Hütte am Waldsee, Małgosia Jankowska, 2015, Aquarell, Filzstift auf Papier, 150 x 120 cm.
Hütte am Waldsee, Małgosia Jankowska, 2015, Aquarell, Filzstift auf Papier, 150 x 120 cm.

Manchmal kann ein Bild das Erlebte wie einen Schock übers weiße Papier treiben. Und manchmal nicht. Manchen Bildern genügt ein winziges Detail, eine fast unmerkliche Unterbrechung, ein Moment des Innehaltens, um das Unfassbare zu erzählen. Und andere Bilder sprechen von großen Gefühlen so laut und überdeutlich, dass sie einen mit ihrem Romantizismus erschlagen.Małgosia Jankowskas Bilder zeigen keine Vergangenheit und nichts, was auf Zukunft verweisen würde, nur jene mit Filzstift und Bleistift gezeichnete und dann aquarellierte, ein bisschen theatralisch inszenierte Waldeinsamkeit, die uns einen Moment der Aufmerksamkeit lang im Jetzt ganz gefangen nehmen soll. Aber welche Gegenwart ist das?

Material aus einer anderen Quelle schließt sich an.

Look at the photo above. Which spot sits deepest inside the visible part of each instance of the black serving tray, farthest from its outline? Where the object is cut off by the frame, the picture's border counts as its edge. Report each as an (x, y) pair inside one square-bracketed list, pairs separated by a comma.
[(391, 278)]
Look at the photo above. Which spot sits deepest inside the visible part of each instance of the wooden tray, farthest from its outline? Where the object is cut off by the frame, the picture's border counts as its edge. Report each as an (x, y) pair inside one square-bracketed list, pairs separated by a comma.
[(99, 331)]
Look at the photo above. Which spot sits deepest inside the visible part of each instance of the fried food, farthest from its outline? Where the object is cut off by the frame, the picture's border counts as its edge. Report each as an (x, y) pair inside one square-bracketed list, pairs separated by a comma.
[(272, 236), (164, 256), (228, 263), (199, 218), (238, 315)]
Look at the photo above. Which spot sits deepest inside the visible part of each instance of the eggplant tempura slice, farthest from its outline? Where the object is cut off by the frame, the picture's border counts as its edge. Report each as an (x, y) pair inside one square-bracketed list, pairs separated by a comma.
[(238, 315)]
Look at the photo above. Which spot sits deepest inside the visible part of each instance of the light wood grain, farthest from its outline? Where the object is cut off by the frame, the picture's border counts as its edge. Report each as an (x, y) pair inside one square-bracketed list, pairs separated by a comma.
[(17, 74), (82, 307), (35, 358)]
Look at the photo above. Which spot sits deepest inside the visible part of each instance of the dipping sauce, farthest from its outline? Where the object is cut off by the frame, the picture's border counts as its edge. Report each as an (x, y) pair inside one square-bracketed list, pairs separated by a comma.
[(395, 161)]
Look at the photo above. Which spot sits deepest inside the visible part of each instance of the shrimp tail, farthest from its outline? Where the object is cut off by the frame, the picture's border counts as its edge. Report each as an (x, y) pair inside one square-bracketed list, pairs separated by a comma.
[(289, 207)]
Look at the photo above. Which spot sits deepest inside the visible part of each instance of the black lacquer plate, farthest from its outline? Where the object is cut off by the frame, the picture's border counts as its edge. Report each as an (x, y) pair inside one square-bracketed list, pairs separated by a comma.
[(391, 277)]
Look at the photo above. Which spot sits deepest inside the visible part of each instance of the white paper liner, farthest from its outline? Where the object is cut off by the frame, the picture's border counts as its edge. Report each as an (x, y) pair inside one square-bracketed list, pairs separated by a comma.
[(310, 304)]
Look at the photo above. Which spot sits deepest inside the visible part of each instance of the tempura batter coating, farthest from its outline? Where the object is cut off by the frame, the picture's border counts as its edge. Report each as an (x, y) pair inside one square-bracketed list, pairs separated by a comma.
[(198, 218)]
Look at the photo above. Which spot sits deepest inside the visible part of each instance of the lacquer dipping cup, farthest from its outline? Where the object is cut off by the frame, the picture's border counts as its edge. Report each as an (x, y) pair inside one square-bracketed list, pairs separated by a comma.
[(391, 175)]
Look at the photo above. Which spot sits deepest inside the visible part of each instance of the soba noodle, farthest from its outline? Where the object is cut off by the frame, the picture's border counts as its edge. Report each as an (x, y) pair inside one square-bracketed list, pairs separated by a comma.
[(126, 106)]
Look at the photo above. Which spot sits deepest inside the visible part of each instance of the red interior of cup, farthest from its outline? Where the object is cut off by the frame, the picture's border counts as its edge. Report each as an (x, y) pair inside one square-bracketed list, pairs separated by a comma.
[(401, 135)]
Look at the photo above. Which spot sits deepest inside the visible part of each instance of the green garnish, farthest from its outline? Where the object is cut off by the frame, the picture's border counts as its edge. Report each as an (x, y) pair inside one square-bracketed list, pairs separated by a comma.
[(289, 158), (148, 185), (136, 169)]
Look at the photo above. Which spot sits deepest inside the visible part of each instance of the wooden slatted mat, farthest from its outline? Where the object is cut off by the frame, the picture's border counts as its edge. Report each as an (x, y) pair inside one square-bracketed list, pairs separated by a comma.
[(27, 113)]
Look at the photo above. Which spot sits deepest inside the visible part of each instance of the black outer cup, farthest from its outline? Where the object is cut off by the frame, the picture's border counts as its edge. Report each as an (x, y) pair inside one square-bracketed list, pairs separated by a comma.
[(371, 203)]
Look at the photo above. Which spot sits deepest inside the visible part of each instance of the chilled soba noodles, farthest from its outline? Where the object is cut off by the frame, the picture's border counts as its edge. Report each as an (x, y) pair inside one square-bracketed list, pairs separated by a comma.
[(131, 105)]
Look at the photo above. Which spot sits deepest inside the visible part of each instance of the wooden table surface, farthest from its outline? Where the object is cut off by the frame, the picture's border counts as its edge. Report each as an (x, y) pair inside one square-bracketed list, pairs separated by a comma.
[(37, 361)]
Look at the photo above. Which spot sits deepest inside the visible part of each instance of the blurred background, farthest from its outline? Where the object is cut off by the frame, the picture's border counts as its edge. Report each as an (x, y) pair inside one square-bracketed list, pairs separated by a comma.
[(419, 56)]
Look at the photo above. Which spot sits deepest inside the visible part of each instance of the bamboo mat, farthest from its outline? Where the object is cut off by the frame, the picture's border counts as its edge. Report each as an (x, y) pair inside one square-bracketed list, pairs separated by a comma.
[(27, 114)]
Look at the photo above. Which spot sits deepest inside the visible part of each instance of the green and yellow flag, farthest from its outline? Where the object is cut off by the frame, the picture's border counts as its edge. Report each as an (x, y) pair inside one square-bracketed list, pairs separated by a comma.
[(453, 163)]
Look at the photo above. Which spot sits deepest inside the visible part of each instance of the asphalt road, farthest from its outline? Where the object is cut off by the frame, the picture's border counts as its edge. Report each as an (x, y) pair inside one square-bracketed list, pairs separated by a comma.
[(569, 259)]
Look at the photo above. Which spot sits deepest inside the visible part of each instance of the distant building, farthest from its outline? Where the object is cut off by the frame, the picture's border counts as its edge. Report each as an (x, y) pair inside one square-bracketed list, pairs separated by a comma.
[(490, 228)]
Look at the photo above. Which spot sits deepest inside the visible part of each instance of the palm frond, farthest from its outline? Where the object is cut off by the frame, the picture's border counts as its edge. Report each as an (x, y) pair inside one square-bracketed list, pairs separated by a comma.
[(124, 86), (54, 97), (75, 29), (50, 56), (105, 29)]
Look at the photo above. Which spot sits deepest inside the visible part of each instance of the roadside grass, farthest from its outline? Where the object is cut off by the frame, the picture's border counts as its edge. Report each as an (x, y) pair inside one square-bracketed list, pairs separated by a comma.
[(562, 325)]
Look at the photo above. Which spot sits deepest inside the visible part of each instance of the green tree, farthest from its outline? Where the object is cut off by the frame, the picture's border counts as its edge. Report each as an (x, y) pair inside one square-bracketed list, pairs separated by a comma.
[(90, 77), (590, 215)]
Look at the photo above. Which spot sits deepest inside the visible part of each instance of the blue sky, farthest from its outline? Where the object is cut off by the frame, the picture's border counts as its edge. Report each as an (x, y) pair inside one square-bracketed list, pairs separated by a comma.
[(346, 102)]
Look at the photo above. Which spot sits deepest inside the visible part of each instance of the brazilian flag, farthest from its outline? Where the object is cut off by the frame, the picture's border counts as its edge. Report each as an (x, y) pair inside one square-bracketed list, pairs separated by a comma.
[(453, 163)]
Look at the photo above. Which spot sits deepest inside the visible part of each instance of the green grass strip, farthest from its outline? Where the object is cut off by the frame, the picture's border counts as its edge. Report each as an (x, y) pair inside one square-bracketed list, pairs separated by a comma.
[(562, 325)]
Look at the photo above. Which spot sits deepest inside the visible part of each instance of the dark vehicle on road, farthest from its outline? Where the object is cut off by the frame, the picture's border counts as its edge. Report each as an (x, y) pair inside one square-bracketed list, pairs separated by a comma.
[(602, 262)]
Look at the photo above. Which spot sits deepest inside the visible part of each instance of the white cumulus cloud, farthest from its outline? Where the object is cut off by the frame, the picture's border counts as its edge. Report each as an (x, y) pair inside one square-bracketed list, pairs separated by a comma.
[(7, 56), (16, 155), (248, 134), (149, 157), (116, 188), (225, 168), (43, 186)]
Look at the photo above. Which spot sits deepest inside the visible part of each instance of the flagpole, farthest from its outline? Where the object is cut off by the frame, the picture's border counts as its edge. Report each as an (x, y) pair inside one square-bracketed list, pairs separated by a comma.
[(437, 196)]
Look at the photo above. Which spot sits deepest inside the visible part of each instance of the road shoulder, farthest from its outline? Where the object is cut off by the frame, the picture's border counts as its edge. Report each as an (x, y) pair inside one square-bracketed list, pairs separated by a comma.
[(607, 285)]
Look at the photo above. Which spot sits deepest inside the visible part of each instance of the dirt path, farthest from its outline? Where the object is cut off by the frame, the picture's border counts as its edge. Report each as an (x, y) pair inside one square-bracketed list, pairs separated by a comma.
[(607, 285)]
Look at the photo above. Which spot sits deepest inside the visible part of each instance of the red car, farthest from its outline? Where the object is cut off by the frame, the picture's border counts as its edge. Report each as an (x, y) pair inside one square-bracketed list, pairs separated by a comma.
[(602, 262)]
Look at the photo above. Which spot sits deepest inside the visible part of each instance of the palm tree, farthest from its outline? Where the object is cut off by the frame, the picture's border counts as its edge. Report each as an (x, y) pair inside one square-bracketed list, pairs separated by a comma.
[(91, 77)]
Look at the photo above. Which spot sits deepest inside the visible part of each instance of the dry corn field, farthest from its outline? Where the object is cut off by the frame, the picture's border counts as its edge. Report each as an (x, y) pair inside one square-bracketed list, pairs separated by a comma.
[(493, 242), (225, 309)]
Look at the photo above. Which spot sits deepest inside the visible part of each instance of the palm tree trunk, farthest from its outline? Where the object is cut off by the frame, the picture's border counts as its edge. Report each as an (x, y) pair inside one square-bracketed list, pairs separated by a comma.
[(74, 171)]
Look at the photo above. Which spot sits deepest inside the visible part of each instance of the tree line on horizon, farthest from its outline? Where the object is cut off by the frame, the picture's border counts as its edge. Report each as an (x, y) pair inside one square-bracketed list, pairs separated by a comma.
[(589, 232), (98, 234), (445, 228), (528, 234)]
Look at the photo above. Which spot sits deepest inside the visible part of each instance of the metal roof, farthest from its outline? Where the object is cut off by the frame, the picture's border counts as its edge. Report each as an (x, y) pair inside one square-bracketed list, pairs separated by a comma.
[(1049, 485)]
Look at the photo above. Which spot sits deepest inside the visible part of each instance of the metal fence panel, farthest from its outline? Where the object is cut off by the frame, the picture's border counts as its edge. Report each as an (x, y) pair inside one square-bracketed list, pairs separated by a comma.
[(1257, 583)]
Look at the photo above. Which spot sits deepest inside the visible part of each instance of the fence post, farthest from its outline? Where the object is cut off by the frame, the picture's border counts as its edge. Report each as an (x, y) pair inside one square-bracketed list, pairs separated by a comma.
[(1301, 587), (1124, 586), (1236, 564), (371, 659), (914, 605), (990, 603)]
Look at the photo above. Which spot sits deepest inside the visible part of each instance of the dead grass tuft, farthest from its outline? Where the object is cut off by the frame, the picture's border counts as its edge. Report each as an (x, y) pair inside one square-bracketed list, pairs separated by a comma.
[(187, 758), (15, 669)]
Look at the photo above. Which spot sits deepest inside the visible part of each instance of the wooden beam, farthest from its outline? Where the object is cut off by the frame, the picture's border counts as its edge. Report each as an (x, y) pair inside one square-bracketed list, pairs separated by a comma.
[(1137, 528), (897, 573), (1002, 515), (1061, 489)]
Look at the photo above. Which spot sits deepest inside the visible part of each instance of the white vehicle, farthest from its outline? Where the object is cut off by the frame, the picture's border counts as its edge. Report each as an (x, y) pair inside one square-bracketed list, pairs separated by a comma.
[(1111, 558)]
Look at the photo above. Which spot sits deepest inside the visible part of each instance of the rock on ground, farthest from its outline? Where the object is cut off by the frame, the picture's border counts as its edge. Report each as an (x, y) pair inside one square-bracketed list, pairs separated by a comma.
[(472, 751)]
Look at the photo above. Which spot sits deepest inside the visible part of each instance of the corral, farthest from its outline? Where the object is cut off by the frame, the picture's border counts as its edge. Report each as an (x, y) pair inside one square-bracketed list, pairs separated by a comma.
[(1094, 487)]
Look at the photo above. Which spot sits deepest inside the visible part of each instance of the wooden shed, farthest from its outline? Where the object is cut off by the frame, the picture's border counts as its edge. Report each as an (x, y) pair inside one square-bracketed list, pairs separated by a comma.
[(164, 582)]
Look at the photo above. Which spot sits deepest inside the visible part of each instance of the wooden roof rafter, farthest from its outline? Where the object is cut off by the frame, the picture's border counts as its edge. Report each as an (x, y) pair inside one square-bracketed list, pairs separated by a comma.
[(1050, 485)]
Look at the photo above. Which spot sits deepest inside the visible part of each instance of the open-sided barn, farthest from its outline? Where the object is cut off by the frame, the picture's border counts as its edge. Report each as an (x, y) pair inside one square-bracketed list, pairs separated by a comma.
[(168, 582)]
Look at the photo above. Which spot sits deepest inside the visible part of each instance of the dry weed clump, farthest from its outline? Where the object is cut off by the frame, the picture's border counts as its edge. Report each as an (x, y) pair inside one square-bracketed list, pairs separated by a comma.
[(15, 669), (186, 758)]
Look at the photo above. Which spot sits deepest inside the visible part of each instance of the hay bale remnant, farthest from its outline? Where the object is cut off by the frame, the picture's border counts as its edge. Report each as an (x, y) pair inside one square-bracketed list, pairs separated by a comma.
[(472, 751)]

Folgen wir den Bildtiteln der Künstlerin („Zauberwald“, „Waldlichtung“, „Waldsee“, „Schwarzwald“), dann landen wir umgehend in der Welt der Märchen und Sagen.

Dennoch haben die hohen Tannen, hat dieses mythengesättigte Unterholz nichts Erdrückendes bei Małgosia Jankowska und auch nicht die Stickigkeit deutscher Herz-Schmerz-Geschichten. Wegen ihrer Märchenhaftigkeit beziehen ihre Werke eine Gegenposition zum faktologisch einordenbaren Gestern. Das messerscharfe Schwarz-Weiß der Zeichnung, das ein existenzialistisches Grundgefühl vermittelt, einen abstrakten Raum, ist aber auch frei von den Belastungen der politischen Gegenwart und nimmt damit den zwischen Farn und Moos versteckten Figuren etwas von der Last, die sie zu tragen haben. Es braucht solcherlei Waldesdichte und konzentrierte Distanz. Sonst wäre die Gegenwärtigkeit des Schreckens gar nicht auszuhalten. Denken wir nur an die Berge von Hackschnitzeln, die die polnischen Wälder überformen, und an die kahlen Stellen auf den Spitzen des Erzgebirges als Auswirkungen des sauren Regens. Und so gelingt den leisen, stillen und doch wuchtigen (bis zu 190 x 150 cm großen) Blättern das eigentlich Unmögliche: vom Verdrängten mittels der Natur zu erzählen – in einem Ton, der nach Adalbert Stifter klingt, weil er Frühling, Sommer, Herbst und Winter „stillend und seelenberuhigend“ besingt.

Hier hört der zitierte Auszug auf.